In each of the past seven years, he's faced budget cuts or freezes, but has found ways to make up for lost income. In fact, Kryka has done it so successfully that he's actually grown his budget each year.

"The first thing we did was the most difficult, and that was to increase our participation fees," Kryka says. "It went from $40 to $125, with a $25 fee for a second sport and a $15 fee for a third sport, and we put safeguards in place for low-income families.

"To do this successfully, we communicated extensively about why the increase was needed," he continues. "We would have lost sports otherwise, and once parents understood that, they were supportive."

Kryka has also brought in a chunk of money by developing a special ticket package for students. For $35, students receive a pass that allows them into all home contests for the entire year. The simple idea was wildly successful, netting $18,000 worth of new revenue.

Kryka has also asked other departments to partner with him on revenue sharing. He has worked with his administration to keep more of the school's gate receipts in the athletics budget and reroute some of the money students pay in parking fees to athletics. "Some of these things were big revenue sources and some were small, but every dollar counts," Kryka says. "In this environment, you have to constantly think of new ideas."
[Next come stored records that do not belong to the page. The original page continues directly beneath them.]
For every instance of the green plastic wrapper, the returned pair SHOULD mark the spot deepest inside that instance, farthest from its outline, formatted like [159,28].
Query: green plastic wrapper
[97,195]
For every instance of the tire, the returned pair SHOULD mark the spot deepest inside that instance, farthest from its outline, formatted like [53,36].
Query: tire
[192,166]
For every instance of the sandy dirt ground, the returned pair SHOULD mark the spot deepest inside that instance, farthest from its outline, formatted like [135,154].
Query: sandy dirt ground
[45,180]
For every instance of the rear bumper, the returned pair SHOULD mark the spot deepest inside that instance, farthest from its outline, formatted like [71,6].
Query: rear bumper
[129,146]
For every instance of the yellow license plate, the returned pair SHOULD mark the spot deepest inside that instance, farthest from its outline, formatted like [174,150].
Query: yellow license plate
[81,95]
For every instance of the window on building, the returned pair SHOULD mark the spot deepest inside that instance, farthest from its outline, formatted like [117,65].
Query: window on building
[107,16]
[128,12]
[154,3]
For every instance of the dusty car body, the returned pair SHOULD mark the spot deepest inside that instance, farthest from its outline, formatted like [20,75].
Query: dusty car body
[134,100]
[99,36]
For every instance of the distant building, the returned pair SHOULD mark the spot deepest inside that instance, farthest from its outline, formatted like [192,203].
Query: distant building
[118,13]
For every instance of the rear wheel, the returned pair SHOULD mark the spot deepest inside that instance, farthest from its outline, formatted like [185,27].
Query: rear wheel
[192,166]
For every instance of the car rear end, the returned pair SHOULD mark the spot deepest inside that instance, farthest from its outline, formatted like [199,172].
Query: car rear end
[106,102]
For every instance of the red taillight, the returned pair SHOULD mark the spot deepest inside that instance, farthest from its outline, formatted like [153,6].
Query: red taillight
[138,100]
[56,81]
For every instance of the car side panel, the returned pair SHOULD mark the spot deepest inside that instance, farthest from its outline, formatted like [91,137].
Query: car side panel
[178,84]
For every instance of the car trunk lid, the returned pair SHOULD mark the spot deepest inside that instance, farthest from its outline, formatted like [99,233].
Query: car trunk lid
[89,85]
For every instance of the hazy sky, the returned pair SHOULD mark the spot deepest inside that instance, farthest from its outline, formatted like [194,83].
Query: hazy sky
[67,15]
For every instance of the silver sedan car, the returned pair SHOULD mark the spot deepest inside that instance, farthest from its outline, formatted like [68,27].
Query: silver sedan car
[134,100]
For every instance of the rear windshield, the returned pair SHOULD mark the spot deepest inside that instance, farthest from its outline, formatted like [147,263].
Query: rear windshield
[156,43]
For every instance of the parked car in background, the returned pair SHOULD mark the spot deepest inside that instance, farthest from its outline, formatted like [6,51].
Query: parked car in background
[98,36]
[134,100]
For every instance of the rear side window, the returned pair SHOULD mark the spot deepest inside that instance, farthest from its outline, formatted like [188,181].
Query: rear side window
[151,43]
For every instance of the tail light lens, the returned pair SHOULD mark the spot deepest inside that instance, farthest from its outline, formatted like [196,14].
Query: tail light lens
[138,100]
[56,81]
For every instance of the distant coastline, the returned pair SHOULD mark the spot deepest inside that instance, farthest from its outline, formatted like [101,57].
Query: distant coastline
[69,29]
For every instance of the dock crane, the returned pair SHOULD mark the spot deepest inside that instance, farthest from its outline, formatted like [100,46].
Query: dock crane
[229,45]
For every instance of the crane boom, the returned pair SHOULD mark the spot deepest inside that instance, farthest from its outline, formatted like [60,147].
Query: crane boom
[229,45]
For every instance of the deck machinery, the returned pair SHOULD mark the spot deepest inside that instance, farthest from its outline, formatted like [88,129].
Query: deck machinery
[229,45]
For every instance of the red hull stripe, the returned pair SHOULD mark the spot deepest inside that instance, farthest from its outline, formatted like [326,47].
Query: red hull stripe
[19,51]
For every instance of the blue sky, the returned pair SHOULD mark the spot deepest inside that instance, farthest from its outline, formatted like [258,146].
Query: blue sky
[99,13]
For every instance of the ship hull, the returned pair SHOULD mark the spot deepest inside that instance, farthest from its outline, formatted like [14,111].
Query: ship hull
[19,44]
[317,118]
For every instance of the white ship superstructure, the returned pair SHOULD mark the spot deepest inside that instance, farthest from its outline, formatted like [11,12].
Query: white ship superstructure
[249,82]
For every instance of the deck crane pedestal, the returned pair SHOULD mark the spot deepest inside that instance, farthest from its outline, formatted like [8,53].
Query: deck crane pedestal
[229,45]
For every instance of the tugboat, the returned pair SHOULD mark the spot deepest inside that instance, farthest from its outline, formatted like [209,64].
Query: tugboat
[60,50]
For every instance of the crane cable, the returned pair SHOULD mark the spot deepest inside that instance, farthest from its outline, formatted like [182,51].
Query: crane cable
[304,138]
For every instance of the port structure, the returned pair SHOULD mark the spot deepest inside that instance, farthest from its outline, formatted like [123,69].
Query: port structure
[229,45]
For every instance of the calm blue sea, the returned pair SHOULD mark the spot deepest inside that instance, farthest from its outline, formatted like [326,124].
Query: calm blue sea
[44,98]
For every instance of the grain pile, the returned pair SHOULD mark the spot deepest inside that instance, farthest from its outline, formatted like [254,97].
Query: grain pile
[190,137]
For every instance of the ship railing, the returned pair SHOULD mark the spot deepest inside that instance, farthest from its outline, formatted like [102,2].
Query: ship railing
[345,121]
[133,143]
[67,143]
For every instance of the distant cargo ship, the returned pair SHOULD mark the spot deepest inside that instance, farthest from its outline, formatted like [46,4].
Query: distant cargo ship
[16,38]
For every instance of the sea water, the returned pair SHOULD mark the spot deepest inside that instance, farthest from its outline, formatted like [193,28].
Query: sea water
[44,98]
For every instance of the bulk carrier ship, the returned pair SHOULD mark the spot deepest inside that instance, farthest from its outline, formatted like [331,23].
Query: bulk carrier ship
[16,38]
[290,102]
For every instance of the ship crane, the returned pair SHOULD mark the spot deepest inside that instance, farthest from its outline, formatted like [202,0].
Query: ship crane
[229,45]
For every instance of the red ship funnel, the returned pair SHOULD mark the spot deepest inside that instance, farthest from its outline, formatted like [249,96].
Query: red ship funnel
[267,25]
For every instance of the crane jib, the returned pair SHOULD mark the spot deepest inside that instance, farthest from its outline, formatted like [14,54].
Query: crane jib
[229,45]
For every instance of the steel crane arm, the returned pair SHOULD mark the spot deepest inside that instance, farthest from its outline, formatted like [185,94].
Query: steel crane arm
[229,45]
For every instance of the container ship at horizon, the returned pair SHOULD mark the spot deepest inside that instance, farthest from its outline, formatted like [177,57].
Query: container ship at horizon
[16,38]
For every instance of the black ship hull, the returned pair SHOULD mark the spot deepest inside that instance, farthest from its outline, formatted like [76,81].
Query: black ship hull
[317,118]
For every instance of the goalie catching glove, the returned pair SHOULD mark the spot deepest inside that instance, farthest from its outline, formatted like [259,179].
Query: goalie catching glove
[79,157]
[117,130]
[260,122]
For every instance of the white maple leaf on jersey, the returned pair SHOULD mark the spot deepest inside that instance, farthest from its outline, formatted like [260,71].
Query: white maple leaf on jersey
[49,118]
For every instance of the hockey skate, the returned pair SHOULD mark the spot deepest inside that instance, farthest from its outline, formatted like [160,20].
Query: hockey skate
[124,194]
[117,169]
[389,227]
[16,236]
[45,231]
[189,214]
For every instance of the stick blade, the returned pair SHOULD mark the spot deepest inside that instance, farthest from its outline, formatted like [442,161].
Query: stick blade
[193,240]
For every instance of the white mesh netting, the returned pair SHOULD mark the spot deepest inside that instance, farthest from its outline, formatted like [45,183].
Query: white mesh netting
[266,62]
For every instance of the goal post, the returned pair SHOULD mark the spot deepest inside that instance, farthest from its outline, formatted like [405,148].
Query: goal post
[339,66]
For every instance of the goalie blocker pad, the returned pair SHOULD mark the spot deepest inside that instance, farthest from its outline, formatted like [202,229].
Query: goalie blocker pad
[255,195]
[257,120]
At MIT, Soriero has been putting her athletic department facilities to work to make money. "We had capped the number of fitness facility memberships we were selling to faculty, staff, and students because we didn't want to overcrowd the space," she says. "But we conducted a capacity study and discovered that we can safely add more members. The most promising area for growth seems to be in corporate memberships, where employees of local companies can join through their jobs."

The school is also looking for new opportunities to rent its athletic facilities. "We're reaching out to local high school and club sports to see if they are interested," Soriero says. "The trick will be figuring out how to rent facility space without impinging on our own programs."
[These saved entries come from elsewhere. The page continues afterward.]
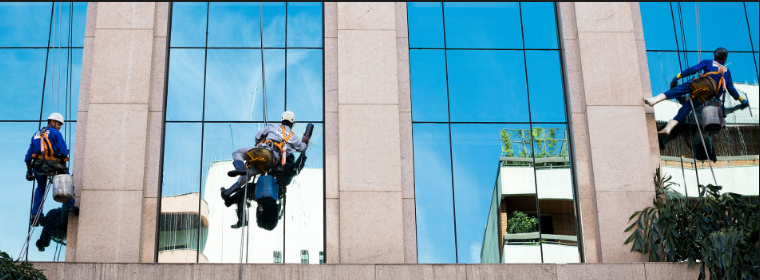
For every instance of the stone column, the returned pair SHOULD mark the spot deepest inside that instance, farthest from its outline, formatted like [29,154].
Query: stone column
[371,224]
[119,132]
[613,79]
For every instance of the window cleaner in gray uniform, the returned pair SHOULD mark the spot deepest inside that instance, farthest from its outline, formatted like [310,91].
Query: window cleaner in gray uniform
[713,83]
[274,142]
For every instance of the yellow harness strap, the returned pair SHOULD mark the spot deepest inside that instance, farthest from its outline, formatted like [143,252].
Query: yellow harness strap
[281,145]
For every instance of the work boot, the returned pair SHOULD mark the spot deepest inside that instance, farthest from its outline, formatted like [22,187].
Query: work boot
[239,169]
[654,100]
[666,130]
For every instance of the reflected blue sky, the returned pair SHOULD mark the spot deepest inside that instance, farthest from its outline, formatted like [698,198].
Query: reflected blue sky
[25,33]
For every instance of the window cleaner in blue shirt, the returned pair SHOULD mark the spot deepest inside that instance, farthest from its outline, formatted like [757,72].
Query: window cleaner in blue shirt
[47,147]
[714,69]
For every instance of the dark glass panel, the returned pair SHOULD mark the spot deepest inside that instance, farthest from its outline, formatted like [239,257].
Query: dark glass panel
[180,218]
[658,26]
[62,92]
[539,25]
[25,24]
[487,86]
[59,36]
[234,24]
[554,184]
[304,84]
[22,77]
[184,101]
[428,81]
[477,151]
[433,190]
[488,25]
[305,24]
[547,95]
[425,24]
[13,147]
[189,24]
[304,203]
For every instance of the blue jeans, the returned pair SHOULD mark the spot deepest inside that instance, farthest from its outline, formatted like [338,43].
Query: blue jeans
[39,192]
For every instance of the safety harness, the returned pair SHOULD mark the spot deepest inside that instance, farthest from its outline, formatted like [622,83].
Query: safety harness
[705,88]
[280,145]
[46,148]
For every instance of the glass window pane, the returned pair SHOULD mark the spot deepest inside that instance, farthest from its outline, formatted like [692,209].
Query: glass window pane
[425,24]
[184,101]
[752,10]
[274,24]
[487,86]
[539,25]
[476,153]
[483,25]
[305,24]
[189,24]
[62,13]
[180,218]
[433,192]
[304,84]
[657,21]
[22,79]
[234,90]
[554,184]
[303,202]
[547,95]
[428,81]
[13,146]
[516,190]
[25,24]
[62,92]
[234,24]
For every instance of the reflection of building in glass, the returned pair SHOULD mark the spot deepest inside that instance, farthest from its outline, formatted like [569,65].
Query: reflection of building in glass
[301,215]
[542,188]
[178,231]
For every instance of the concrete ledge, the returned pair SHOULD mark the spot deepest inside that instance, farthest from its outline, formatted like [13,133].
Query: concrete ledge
[367,271]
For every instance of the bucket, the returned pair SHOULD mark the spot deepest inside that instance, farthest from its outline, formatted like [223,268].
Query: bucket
[63,188]
[711,118]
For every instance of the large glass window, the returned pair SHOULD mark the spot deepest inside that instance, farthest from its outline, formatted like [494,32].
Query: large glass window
[215,105]
[40,68]
[679,35]
[493,179]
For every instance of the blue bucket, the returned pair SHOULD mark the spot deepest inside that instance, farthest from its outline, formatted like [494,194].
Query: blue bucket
[267,186]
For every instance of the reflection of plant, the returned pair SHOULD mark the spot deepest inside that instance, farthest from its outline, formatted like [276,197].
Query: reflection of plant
[521,223]
[17,270]
[720,231]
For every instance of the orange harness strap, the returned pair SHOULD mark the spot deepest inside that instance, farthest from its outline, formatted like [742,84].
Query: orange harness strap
[281,145]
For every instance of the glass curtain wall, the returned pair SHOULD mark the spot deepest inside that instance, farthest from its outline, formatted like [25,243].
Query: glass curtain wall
[215,104]
[493,176]
[40,67]
[679,35]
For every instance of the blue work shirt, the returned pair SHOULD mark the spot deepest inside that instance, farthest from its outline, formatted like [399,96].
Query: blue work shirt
[709,65]
[56,140]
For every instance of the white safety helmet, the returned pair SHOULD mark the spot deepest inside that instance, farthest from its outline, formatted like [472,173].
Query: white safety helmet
[289,116]
[56,117]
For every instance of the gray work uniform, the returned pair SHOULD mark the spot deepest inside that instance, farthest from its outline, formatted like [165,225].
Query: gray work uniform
[270,132]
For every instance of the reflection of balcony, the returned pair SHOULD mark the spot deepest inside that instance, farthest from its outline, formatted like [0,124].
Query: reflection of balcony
[178,229]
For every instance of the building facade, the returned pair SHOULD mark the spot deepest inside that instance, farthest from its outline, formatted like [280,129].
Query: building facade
[456,133]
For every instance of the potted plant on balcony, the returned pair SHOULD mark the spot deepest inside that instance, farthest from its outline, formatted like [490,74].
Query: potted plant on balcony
[718,230]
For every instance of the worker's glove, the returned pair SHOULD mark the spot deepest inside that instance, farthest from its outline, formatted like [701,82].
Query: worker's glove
[744,104]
Ticket sales is another revenue source administrators are focusing on. "Looking around the country, we're seeing more empty seats in stadiums," Livengood says. "Families are having to make choices about where to spend their money, and that means we have to find ways to make our events more appealing.

"Today, a family is deciding whether to visit the Desert Museum or the zoo or come to a game, instead of going to all three," he continues. "So we have to make our event a draw for both adults and kids. We need to think outside the box--maybe add a jumping castle or a bounce tent for the kids to make it a family event."

SOS: SAVE OUR SPONSORS
In October, Chevrolet announced it would significantly reduce spending on sports sponsorships to offset falling sales and the economic slowdown. "The economy is making us re-look at everything we do," Philip Caruso, Chevrolet's National Promotions Manager, told the online publication Bloomberg.com. "[We're] cutting back mainly [on] spending in the sports area ... and reallocating in some of those areas that help grow our business."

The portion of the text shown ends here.